Ambassadors episode 2 review

Monkey Dust series one review

Published by jamdog on 20th April, 2003.

 Monkey Dust series one review

Monkey Dust series one review


In a nutshell: The cartoons that lurk under your bed…

The 411: Since Chris Morris came onto the scene just over a decade ago, British comedy has taken a turn towards the dark side. From the nightmare world of Royston Vasey to the exquisite cruelty of Nighty Night, it’s clear that comedy is now used as a psychic dumping ground for the comic’s neuroses or at the very least an arena for something twisted and very, very wrong.

BBC3’s Monkey Dust is cut from similar cloth. It’s produced some of the more memorable recurring sketch characters of recent times: The Paedofinder General ("by the power invested in me by the Daily Mail I pronounce you guilty of paedophilia…") , the excuses guy, the weekend dad who commits suicide in every episode, the dinner party yuppie scum – I could go on.

A personal favourite is the Tipton taliban: reluctant teenage terrorists Omar, Abdul and Shafiq balancing worldwide Jihad with supporting West Bromwich Albion and an addiction to McCain’s micro meals. Kids these days, eh?

"Omar, Abdul and Shafiq balancing worldwide Jihad with supporting West Bromwich Albion and an addiction to McCain’s micro meals…"

There’s a loosely connected metropolis introduced in the title sequence. A multi-coloured sparrow hops merrily along a branch – a black crow promptly swoops down and kills it. As dark falls, sweet schoolkids pull up their hoods and produce flicknives, a businessman shoots heroin in the street, using his tie as a turney, rats scurry through litter-strewn streets bathed in neon.

Trendy vermin talk shite while queuing outside clubs only to be alerted to the ‘No Wankers’ sign upon reaching the doorman. Bet you wish that happened in real life.

If there’s a theme that you could express in one word in UK comedy at the moment it’s: trapped. People stuck in horrific absurd situations with no hope of escape just winding out the days ’til their deaths (which come sooner rather than later…).

Like new character Noodles, the animal testing laboratory rabbit straight from a Warner Brothers’ cartoon who is sliced and diced in every episode in the name of science – the thinking rabbit’s Itchy and Skratchy.

Also new is Fran Chappell, the mother of an abducted schoolgirl who seems strangely more preoccupied with her own media appearances than her missing daughter. Her daughter eventually turns up safe and well but Fran tells her to piss off as she now has a thriving career as a celebrity bereaved mother. It’s the comedy of cruelty, folks.
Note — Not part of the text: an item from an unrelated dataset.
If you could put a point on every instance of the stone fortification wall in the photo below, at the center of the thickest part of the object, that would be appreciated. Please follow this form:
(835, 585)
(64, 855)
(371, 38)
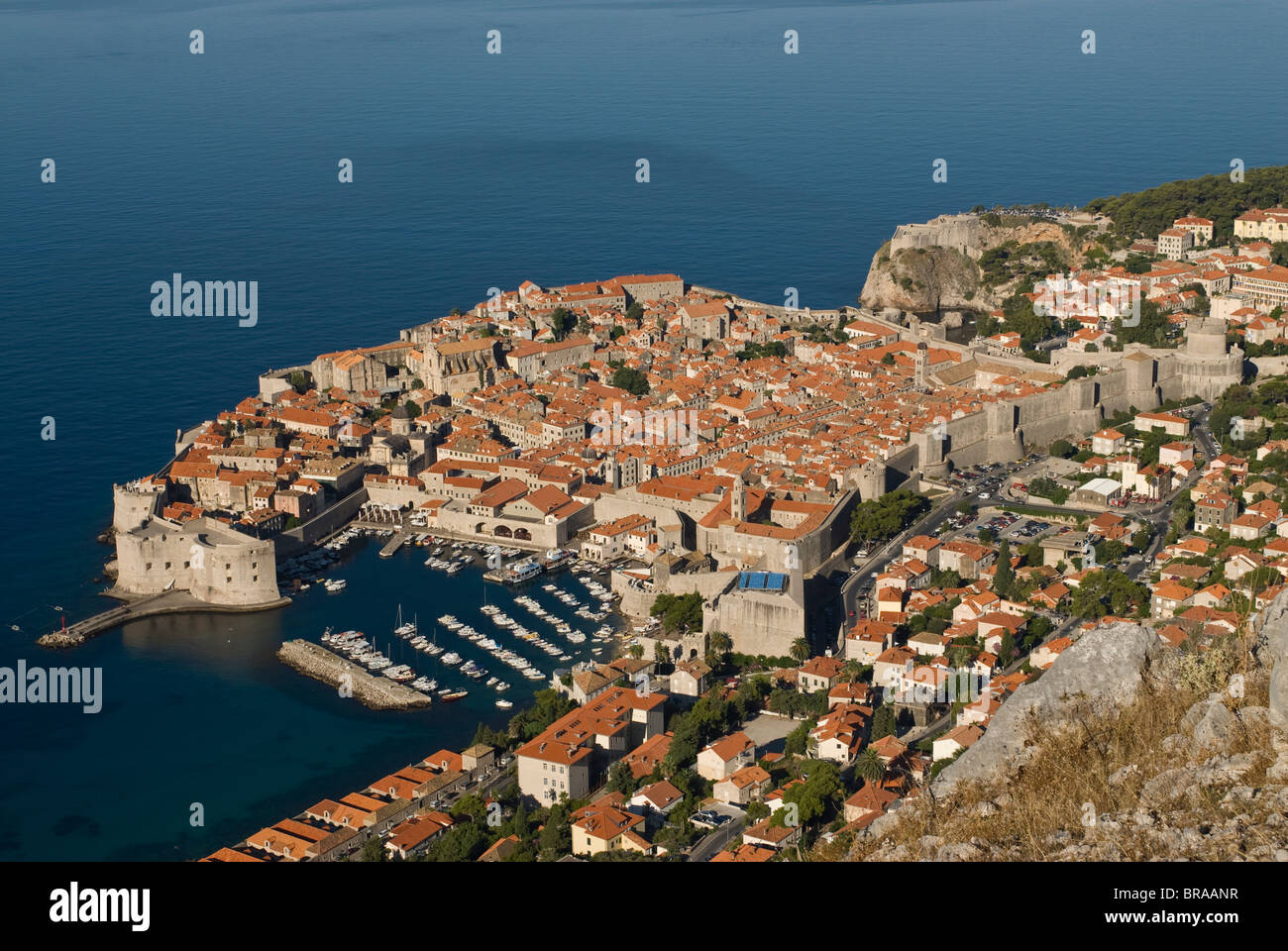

Nobody cries in Monkey Dust – a sense of dislocation pervades and everybody just accepts their fate, resigned to the inevitable. Everyday absurdities fly on past like murderous crows (they have those where you live, right?) – a mood engendered by the lazily ambient music soundtrack that has that woozy Blue Jam three-in-the-morning feel.

At its heart, Monkey Dust is the stuff of urban nightmares. The animation allows them to go places other sketch shows can’t or don’t dare.

As BBC1 lurches from one sitcom disaster to the next, it’s comforting to know that BBC3 is emerging as the new breeding ground for cutting-edge comedy and drama. Monkey Dust is fucked up but it’s funny. Don’t forget: it’s either this or a third series of ‘All About Me‘.

And nobody wants that now do they?

The best thing about it: the spoofs of Hollywood’s take on world history

The worst thing about it: being forced to confront the collective id of modern society

The verdict on Monkey Dust: the best cartoon since ‘Batfink‘.